Given a dataframe like:
A0 A1 A2 A3
0 9 1 2 8
1 9 7 6 9
2 1 7 4 6
3 0 8 4 8
4 0 1 6 0
5 7 1 4 3
6 6 3 5 9
7 3 3 2 8
8 6 3 0 8
9 3 2 7 1
I need to apply a function to a set of the columns row by row to create a new column with the results of this function.
An example in Pandas is:
df = pd.DataFrame(data=None, columns=['A0', 'A1', 'A2', 'A3'])
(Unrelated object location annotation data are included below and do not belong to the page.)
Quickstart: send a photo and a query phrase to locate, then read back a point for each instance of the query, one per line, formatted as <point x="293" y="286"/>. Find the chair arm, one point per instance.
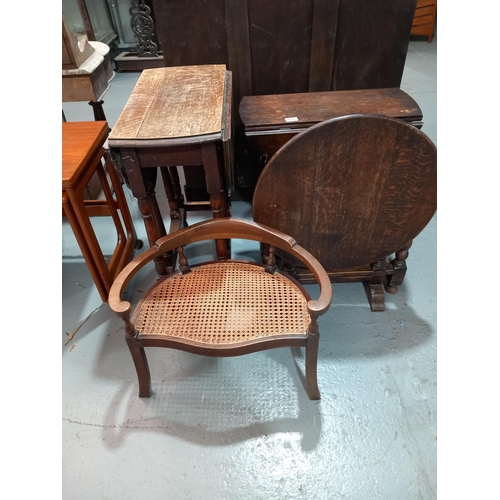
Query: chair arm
<point x="121" y="307"/>
<point x="322" y="303"/>
<point x="222" y="228"/>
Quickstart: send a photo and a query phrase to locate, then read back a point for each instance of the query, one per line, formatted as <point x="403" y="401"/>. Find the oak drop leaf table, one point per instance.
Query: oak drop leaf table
<point x="175" y="116"/>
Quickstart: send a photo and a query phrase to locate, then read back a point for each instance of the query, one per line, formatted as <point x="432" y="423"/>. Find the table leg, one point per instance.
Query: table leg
<point x="142" y="182"/>
<point x="78" y="214"/>
<point x="217" y="193"/>
<point x="86" y="252"/>
<point x="175" y="199"/>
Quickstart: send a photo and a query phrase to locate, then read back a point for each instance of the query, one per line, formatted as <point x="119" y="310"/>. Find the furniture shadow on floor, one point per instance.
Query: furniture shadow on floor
<point x="216" y="401"/>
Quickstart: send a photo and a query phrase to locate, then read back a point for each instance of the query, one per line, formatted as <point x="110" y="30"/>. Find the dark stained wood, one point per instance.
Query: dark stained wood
<point x="192" y="32"/>
<point x="372" y="42"/>
<point x="278" y="44"/>
<point x="352" y="190"/>
<point x="287" y="46"/>
<point x="424" y="19"/>
<point x="267" y="118"/>
<point x="269" y="112"/>
<point x="325" y="21"/>
<point x="221" y="229"/>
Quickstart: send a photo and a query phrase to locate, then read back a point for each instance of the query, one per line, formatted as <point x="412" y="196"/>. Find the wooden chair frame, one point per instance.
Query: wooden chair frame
<point x="211" y="230"/>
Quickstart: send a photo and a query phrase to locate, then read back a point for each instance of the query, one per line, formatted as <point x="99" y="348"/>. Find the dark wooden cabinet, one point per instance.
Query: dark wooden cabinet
<point x="288" y="46"/>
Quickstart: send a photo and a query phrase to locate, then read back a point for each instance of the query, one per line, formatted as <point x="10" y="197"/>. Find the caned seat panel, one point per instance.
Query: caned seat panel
<point x="223" y="303"/>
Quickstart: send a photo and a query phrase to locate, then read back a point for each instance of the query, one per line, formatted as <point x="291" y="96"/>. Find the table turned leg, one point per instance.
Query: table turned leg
<point x="399" y="269"/>
<point x="173" y="191"/>
<point x="142" y="182"/>
<point x="218" y="195"/>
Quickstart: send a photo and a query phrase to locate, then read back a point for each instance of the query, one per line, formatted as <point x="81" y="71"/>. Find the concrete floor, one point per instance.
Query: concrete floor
<point x="243" y="428"/>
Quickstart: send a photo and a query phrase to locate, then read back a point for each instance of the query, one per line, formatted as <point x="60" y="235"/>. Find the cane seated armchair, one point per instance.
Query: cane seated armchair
<point x="225" y="307"/>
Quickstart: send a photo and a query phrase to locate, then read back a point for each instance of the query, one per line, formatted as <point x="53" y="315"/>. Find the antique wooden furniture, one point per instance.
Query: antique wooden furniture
<point x="288" y="46"/>
<point x="176" y="116"/>
<point x="86" y="72"/>
<point x="272" y="120"/>
<point x="354" y="189"/>
<point x="224" y="307"/>
<point x="82" y="157"/>
<point x="425" y="18"/>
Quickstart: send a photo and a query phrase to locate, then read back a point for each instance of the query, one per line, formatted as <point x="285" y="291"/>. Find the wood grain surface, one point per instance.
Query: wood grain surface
<point x="174" y="102"/>
<point x="351" y="190"/>
<point x="80" y="140"/>
<point x="268" y="111"/>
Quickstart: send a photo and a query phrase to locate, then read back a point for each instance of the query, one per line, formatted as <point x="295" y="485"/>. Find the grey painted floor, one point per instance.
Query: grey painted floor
<point x="243" y="428"/>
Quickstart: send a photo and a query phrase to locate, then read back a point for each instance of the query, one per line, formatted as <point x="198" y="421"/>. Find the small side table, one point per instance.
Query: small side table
<point x="176" y="116"/>
<point x="82" y="156"/>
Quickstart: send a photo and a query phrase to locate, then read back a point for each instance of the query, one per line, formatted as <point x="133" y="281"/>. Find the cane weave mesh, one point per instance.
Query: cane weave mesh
<point x="224" y="303"/>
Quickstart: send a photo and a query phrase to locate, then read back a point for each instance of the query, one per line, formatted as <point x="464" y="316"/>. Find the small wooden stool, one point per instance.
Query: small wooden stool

df['A0'] = np.random.randint(0, 10, 10)
df['A1'] = np.random.randint(0, 10, 10)
df['A2'] = np.random.randint(0, 10, 10)
df['A3'] = np.random.randint(0, 10, 10)
df['mean'] = df.mean(axis=1)
df['std'] = df.iloc[:, :-1].std(axis=1)
df['any'] = df.iloc[:, :-2].apply(lambda x: np.sum(x), axis=1)
And the results is:
A0 A1 A2 A3 mean std any
0 9 1 2 8 5.00 4.082483 20
1 9 7 6 9 7.75 1.500000 31
2 1 7 4 6 4.50 2.645751 18
3 0 8 4 8 5.00 3.829708 20
4 0 1 6 0 1.75 2.872281 7
5 7 1 4 3 3.75 2.500000 15
6 6 3 5 9 5.75 2.500000 23
7 3 3 2 8 4.00 2.708013 16
8 6 3 0 8 4.25 3.500000 17
9 3 2 7 1 3.25 2.629956 13
How can I do something similar in PySpark?